Friday, January 2, 2009

The Real Team Obliterator

Skip Bayless often calls Terrell Owens "Team Obliterator" but this season we saw the real "Team Obliterator" in action: Brett Favre, the supposed savior of the New York Jets who instead led the NFL in interceptions as his team imploded down the stretch. It turns out that, contrary to what the media has tried to sell to the general public for years, Favre is not such a great teammate or such a beloved figure in the locker room (in contrast, when the media tried to stir up a hornet's nest against Owens in Dallas, players from both sides of the ball spoke up in defense of the beleaguered wide receiver).

The Jets got rid of Chad Pennington, who just two years earlier had led them to the playoffs, in favor of Favre; now Pennington has guided the Miami Dolphins to the AFC East title and outdueled Favre head to head in the final game of the season. Thomas Jones, the Jets running back who led the AFC in rushing, recently blasted Favre's performance in that game, declaring, "We're a team and we win together...but at the same time, you can't turn the ball over and expect to win. The other day, the three interceptions really hurt us. I mean, that's just reality. If I were to sit here and say, 'Oh, man, it's okay,' that's not reality. The reality is, you throw interceptions, I'm (ticked) off, I don't like it. You know what I'm saying? I don't like it, I know everybody else on the team doesn't like it. If somebody is not playing well, they need to come out of the game. You're jeopardizing the whole team because you're having a bad day. To me, that's not fair to everybody else. You're not the only one on the team."

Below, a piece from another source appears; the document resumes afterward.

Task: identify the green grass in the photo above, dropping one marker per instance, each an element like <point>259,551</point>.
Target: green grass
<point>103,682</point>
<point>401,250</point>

I do not generally put much stock in anonymous comments, because there is no way to verify who said what or to know what kind of agenda is being pushed by the reporter and/or the anonymous commenter but this Newsday story carries a mixture of attributed and anonymous statements about Favre and none of them are flattering. Safety Kerry Rhodes said, "If he's dedicated and he wants to come back and do this, and do it the right way...and be here when we're here in training camp and the minicamps and working out with us...then I'm fine with it. But don't come back if it's going to be halfhearted or he doesn't want to put the time in with us." That certainly seems to refer not only to the fact that Favre missed training camp but also suggests that Favre's effort seemed "halfhearted" after the Jets acquired him. Otherwise, why use that word at all? An anonymous player criticized Favre for being "distant" from his teammates and having a "me first" attitude; that player also said that now-fired Coach Eric Mangini rarely called out Favre after he made mistakes and several players agreed with his assessment that "Eric wasn't the reason that we didn't make the playoffs."

The Jets could have made the playoffs while being led by Pennington, a quarterback who is young enough to have several more good seasons. Instead, they shipped a Pro Bowl caliber quarterback to a division rival in order to go for broke with a 39 year old who annually pulls an Achilles in the tent routine about whether or not he really wants to go into battle. Well, the Jets went for broken and now they are broken: they missed the playoffs while strengthening a team that they will have to play two times a year and next season they will have to start over with a new coach and a new quarterback.